State Applies For $34 Million In Federal Bioterrorism Money

COLUMBUS, Ohio (AP) - The state on Monday applied for more than $34 million in federal money to help Ohio prepare for bioterrorism and other public health emergencies.

Much of the money goes to help local health boards, hospitals and other groups plan for the possibility of a bioterrorist attack and other health emergencies.

"Just like politics, all disasters are local as well," said Steve Wagner, the Department of Health's chief of environmental health and the coordinator of Ohio's bioterrorism grant.

The federal government announced in February that states and cities are getting more than $1 billion in federal money to help their health officials prepare for bioterrorism, as well as less exotic epidemics or disasters.
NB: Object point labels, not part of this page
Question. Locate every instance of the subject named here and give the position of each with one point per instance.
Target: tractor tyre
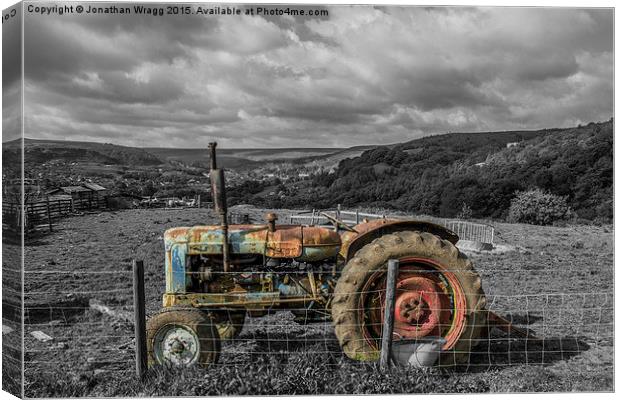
(229, 324)
(438, 293)
(182, 337)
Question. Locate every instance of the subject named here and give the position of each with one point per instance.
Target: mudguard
(368, 231)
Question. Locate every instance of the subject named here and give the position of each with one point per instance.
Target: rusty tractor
(218, 274)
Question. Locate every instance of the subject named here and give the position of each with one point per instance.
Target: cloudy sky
(362, 75)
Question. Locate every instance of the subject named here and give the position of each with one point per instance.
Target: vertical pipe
(139, 317)
(388, 318)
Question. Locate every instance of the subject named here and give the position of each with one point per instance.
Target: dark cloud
(361, 75)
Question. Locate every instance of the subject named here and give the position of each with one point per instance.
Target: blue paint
(176, 282)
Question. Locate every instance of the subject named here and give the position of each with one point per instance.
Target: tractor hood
(287, 241)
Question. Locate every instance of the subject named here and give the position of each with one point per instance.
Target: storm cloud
(361, 75)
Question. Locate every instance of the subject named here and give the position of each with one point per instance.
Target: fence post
(139, 317)
(388, 319)
(49, 214)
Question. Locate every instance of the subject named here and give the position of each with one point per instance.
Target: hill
(42, 151)
(440, 175)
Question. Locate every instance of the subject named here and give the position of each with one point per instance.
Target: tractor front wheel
(228, 323)
(182, 338)
(438, 293)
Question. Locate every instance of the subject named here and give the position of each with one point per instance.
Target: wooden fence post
(139, 317)
(388, 319)
(49, 214)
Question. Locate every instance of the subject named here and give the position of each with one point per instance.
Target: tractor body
(218, 274)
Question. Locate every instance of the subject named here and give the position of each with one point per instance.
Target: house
(86, 196)
(100, 191)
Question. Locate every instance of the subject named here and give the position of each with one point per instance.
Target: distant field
(234, 157)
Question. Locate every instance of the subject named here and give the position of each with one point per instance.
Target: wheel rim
(429, 301)
(176, 344)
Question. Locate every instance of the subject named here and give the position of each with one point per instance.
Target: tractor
(218, 274)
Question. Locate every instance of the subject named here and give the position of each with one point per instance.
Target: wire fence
(72, 332)
(78, 317)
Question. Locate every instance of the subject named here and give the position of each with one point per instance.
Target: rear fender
(369, 231)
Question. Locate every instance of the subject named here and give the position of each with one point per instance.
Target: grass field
(556, 281)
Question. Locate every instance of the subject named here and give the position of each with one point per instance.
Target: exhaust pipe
(218, 192)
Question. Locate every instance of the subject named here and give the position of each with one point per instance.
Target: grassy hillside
(438, 175)
(40, 151)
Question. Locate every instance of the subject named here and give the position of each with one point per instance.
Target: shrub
(538, 207)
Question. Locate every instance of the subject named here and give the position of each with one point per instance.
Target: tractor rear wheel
(228, 323)
(438, 293)
(183, 338)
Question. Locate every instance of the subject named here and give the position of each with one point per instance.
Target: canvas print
(210, 199)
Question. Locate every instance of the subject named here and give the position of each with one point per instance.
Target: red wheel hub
(429, 302)
(421, 307)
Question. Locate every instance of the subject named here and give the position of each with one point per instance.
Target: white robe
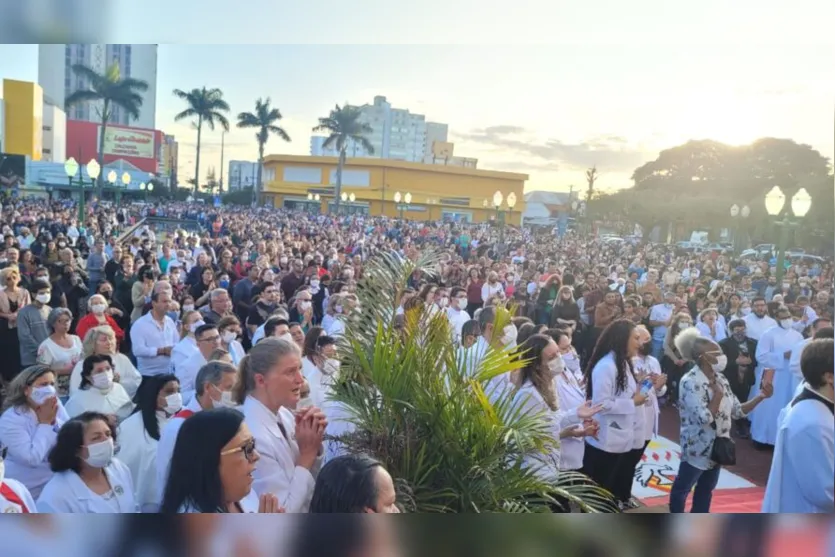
(802, 469)
(770, 354)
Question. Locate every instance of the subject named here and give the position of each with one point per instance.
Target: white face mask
(103, 381)
(100, 454)
(228, 336)
(173, 403)
(330, 367)
(225, 400)
(721, 363)
(42, 394)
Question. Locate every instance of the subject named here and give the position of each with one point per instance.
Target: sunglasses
(247, 448)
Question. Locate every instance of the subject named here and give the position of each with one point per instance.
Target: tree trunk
(104, 119)
(338, 191)
(259, 188)
(197, 158)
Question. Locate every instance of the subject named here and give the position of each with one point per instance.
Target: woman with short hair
(212, 467)
(87, 478)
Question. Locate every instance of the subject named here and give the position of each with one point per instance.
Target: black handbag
(723, 452)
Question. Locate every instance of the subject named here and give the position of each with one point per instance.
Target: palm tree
(207, 105)
(264, 119)
(111, 90)
(344, 124)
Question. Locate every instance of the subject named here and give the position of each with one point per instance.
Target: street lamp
(775, 200)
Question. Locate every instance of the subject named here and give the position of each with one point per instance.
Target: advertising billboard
(12, 172)
(122, 142)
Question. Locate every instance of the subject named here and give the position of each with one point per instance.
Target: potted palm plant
(415, 407)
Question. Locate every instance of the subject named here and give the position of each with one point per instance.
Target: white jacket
(618, 420)
(29, 444)
(277, 471)
(67, 493)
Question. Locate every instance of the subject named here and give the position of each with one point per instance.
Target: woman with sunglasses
(211, 470)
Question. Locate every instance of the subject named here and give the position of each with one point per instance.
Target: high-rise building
(139, 61)
(396, 134)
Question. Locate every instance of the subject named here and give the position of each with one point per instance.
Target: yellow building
(23, 133)
(437, 191)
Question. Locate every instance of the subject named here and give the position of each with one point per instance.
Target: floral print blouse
(698, 426)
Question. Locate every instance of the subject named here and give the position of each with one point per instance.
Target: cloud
(611, 152)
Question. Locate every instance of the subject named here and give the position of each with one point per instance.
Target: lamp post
(742, 213)
(800, 205)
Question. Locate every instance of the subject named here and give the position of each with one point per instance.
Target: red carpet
(743, 500)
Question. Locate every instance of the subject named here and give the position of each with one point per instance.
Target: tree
(208, 106)
(264, 120)
(111, 90)
(416, 407)
(343, 126)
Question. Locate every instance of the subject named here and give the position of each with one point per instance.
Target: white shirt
(755, 327)
(67, 493)
(146, 336)
(457, 318)
(167, 442)
(29, 444)
(8, 507)
(618, 419)
(113, 401)
(129, 376)
(277, 472)
(800, 480)
(139, 453)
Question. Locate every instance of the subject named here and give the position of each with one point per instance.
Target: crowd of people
(154, 369)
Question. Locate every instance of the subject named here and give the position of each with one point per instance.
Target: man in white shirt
(801, 474)
(208, 340)
(214, 384)
(153, 336)
(457, 312)
(659, 317)
(757, 322)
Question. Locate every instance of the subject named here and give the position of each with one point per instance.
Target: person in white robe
(773, 352)
(802, 469)
(98, 392)
(158, 400)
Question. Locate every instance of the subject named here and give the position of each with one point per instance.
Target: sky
(575, 84)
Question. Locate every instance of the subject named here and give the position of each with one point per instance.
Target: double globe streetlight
(775, 200)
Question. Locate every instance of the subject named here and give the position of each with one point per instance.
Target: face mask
(42, 394)
(330, 367)
(721, 362)
(100, 454)
(555, 366)
(103, 381)
(173, 403)
(225, 400)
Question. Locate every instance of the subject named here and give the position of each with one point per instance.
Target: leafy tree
(343, 126)
(111, 89)
(264, 120)
(415, 407)
(208, 106)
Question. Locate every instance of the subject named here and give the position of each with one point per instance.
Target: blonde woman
(11, 300)
(101, 341)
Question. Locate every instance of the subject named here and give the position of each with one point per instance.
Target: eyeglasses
(247, 448)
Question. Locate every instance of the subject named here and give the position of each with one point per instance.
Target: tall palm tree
(207, 105)
(111, 90)
(344, 124)
(264, 119)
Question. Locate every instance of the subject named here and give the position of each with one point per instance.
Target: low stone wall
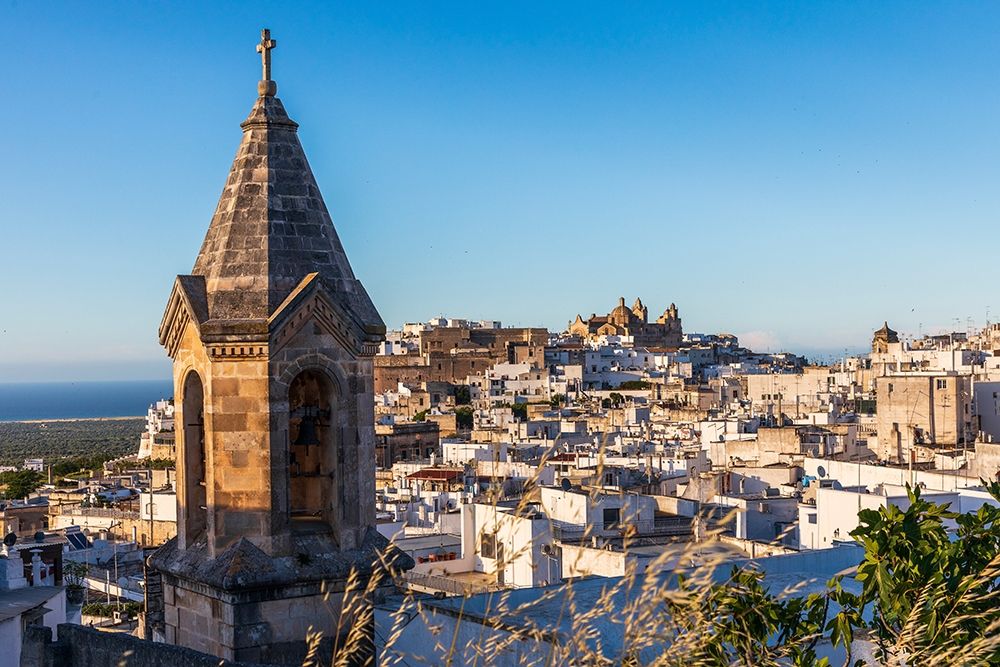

Although Ohio must submit a grant application, the state is guaranteed to receive the money, said Health Department Director Nick Baird.

Of the $34 million, about $14 million goes directly to local agencies and hospitals. Another $14.1 million is a combination of local, regional and state funding.

Ohio plans to use the money for planning, surveillance, education and training.

For example, the department will use about $235,000 to develop a stockpile of drugs including antidotes for nerve gas, antibiotics and other medications.

The department will also use about $3 million to expand its electronic database of diseases as an early warning system against outbreaks.